Author: Valerie Waterhouse
Newspaper: Bookwitty
Date: Oct 5 2017

The cover of Ties by Domenico Starnone, translated by Jhumpa Lahiri, depicts a pair of male brogues tied to each other by their laces, with their wearer about to trip. Concerning a marital breakdown, it alternates the wife’s, husband’s and daughter’s viewpoints, spanning 45 years. ‘For a long time you reasoned with pedantic calm about the roles we were imprisoned in by getting married – husband, wife, mother, father, children – and you described us – me, you, our children – as gears in a senseless machine, bound always to repeat the same foolish moves,’ says the wife to the husband at the novel’s beginning. Do our roles entrap us, the narrative asks? Do we become them, or is our ‘identity’ separate? Can we ever know those closest to us? Or do we spend years acting a part?

Control is another important factor: the wife’s desire to control ultimately results in chaos, and objects are used to define and delimit desires and identities.

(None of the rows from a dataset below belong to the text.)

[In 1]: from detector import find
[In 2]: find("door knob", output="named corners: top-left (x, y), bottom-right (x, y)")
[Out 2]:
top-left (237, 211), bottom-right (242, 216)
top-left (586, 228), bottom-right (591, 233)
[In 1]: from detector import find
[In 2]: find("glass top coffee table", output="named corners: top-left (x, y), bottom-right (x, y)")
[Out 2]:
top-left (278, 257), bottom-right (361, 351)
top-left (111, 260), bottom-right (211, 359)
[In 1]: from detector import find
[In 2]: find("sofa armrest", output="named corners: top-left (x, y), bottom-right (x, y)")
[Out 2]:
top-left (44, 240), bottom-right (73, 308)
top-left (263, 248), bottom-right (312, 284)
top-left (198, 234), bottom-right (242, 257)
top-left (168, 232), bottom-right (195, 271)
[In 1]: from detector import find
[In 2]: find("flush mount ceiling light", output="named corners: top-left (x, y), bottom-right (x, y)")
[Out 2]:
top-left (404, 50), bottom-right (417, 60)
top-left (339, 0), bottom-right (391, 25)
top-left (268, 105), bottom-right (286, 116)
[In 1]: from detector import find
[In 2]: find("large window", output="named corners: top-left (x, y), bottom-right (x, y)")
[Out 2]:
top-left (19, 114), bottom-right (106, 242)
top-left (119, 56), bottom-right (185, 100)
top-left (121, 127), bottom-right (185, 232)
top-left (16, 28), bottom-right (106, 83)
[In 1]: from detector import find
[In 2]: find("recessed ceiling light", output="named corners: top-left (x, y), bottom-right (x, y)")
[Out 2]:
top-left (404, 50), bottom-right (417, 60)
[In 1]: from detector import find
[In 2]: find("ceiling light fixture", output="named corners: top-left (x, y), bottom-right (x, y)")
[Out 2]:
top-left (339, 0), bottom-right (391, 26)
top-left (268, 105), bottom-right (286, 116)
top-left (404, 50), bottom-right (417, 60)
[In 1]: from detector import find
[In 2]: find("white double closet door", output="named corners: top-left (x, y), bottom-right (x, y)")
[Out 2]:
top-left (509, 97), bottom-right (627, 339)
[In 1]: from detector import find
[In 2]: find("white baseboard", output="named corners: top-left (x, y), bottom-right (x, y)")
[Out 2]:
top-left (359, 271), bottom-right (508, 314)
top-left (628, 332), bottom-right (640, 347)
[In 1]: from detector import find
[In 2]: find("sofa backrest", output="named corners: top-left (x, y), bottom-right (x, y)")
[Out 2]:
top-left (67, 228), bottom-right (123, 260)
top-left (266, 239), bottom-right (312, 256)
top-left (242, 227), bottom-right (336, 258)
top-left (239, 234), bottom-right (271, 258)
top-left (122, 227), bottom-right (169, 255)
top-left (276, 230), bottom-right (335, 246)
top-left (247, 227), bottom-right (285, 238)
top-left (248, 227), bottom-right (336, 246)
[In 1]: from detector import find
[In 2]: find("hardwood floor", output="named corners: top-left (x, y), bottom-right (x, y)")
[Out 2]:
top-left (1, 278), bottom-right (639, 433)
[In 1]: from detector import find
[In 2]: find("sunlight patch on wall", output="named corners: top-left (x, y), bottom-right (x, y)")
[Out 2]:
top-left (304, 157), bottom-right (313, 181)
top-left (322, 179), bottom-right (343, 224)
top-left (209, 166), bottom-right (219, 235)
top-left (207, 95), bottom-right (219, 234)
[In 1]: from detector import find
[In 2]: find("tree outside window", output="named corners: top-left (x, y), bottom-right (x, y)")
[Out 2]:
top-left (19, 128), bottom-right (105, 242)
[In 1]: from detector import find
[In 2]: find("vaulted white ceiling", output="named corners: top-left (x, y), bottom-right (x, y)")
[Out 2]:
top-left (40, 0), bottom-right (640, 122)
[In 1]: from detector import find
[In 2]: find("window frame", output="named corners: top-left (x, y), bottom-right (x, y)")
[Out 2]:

Mum and Dad never throw anything away, the daughter complains. ‘It’s their way of leaving some trace … of their lives,’ replies her brother. In this they resemble the Jewish, pre-Second World War family in the The Garden of the Finzi-Continis by Giorgio Bassani, who use objects, uselessly as it turns out, to memorialise their lives. ‘In so many ways, the Finzi-Continis foreshadow the modern consumer’s obsession with control and space, with possessing the whole world in the safe domestic space, shutting out reality, living in a state of denial,’ write Tim Parks in A Literary Tour of Italy. It is as if the Italian obsession with bella figura, with fashion, design, style and surface appearance, stems from the need to play a role in order to hide a deep sense of emptiness and insecurity.